Gene level quantification was performed using tximeta [v1.8.4].

tximeta v1.8.4 GitHub

$ Bash example

# Install R and Bioconductor if not already present
# Rscript -e 'if (!requireNamespace("BiocManager", quietly = TRUE)) install.packages("BiocManager"); BiocManager::install("tximeta")'

# Create an R script for tximeta execution
cat << 'EOF' > run_tximeta_gene_quant.R
#!/usr/bin/env Rscript

# Load necessary libraries
library(tximeta)
library(SummarizedExperiment)

# Get input and output paths from environment variables
SALMON_OUTPUT_DIR <- Sys.getenv("SALMON_OUTPUT_DIR", stop("SALMON_OUTPUT_DIR environment variable not set."))
SAMPLE_SHEET <- Sys.getenv("SAMPLE_SHEET", stop("SAMPLE_SHEET environment variable not set."))
OUTPUT_RDS_FILE <- Sys.getenv("OUTPUT_RDS_FILE", "gene_level_quant.rds")

# Read sample sheet
coldata_df <- read.csv(SAMPLE_SHEET, stringsAsFactors = FALSE)

# Ensure 'sample_name' and 'condition' columns exist
if (!"sample_name" %in% colnames(coldata_df)) {
  stop("Sample sheet must contain a 'sample_name' column.")
}
if (!"condition" %in% colnames(coldata_df)) {
  warning("Sample sheet does not contain a 'condition' column. Using 'unknown' as placeholder.")
  coldata_df$condition <- "unknown"
}

# Construct 'files' column pointing to quant.sf
coldata_df$files <- file.path(SALMON_OUTPUT_DIR, coldata_df$sample_name, "quant.sf")

# Set 'names' for tximeta
coldata_df$names <- coldata_df$sample_name
rownames(coldata_df) <- coldata_df$names

# Check if all quant.sf files exist
if (!all(file.exists(coldata_df$files))) {
  missing_files <- coldata_df$files[!file.exists(coldata_df$files)]
  stop(paste("Missing quantification files:", paste(missing_files, collapse = ", ")))
}

# Perform tximeta import
message("Importing quantification data with tximeta...")
se <- tximeta(coldata_df)

# Summarize to gene level
message("Summarizing to gene level...")
# tximeta automatically links to appropriate TxDb/EnsDb objects based on the Salmon index metadata.
# For human, this typically means GRCh38 and a recent Ensembl annotation.
gse <- summarizeToGene(se)

# Save the gene-level SummarizedExperiment object
message(paste("Saving gene-level SummarizedExperiment to", OUTPUT_RDS_FILE))
saveRDS(gse, file = OUTPUT_RDS_FILE)

message("Gene-level quantification complete.")
EOF

# Make the R script executable
chmod +x run_tximeta_gene_quant.R

# Set environment variables for the R script
# Replace 'path/to/salmon_output_directory' with the actual path to your Salmon quantification results.
# Each sample's Salmon output should be in a subdirectory (e.g., salmon_output_directory/sample1/quant.sf).
export SALMON_OUTPUT_DIR="path/to/salmon_output_directory"

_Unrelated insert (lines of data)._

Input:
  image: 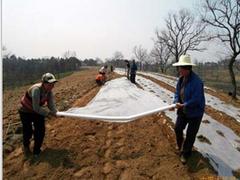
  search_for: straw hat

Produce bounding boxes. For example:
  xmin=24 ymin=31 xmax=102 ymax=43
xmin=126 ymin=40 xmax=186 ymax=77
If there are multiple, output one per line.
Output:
xmin=42 ymin=73 xmax=57 ymax=83
xmin=173 ymin=54 xmax=196 ymax=66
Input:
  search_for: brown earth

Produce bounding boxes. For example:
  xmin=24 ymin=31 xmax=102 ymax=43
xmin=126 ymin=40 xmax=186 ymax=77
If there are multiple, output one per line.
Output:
xmin=3 ymin=69 xmax=238 ymax=180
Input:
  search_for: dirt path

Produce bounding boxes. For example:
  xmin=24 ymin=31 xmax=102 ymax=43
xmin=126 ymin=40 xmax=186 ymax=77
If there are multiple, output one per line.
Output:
xmin=3 ymin=70 xmax=221 ymax=180
xmin=140 ymin=75 xmax=240 ymax=136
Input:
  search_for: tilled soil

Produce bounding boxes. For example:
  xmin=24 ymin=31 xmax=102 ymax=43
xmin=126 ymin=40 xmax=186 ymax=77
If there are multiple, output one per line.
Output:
xmin=3 ymin=69 xmax=238 ymax=180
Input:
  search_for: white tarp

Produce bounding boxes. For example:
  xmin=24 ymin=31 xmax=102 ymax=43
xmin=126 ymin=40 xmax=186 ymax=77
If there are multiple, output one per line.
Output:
xmin=57 ymin=77 xmax=175 ymax=122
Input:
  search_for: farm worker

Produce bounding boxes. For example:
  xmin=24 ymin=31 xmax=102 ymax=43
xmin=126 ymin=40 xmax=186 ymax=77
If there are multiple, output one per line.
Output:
xmin=125 ymin=60 xmax=130 ymax=79
xmin=173 ymin=55 xmax=205 ymax=164
xmin=96 ymin=74 xmax=104 ymax=86
xmin=130 ymin=59 xmax=137 ymax=83
xmin=19 ymin=73 xmax=57 ymax=157
xmin=99 ymin=65 xmax=108 ymax=82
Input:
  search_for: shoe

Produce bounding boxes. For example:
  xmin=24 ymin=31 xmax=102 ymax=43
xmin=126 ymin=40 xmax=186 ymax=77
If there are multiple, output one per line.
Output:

# Replace 'path/to/sample_sheet.csv' with the actual path to your sample metadata file.
# The sample sheet should be a CSV with at least 'sample_name' and 'condition' columns.
# Example sample_sheet.csv:
# sample_name,condition
# sample1,control
# sample2,treated
export SAMPLE_SHEET="path/to/sample_sheet.csv"

# Define the output file name for the gene-level quantification results (R RDS format)
export OUTPUT_RDS_FILE="gene_level_quantification.rds"

# Execute the R script
./run_tximeta_gene_quant.R

View on GitHub

Differential gene expression was analyzed by DESeq2 [v1.30.1].

DESeq2 v1.30.1 GitHub

$ Bash example

# Install R and DESeq2 if not already installed.
# Note: v1.30.1 is an older version of DESeq2 (released with Bioconductor 3.10 / R 3.6). The following command installs the latest compatible version with your R environment.
# conda install -c bioconda bioconductor-deseq2 r-base
# R -e "if (!requireNamespace('BiocManager', quietly = TRUE)) install.packages('BiocManager'); BiocManager::install('DESeq2')"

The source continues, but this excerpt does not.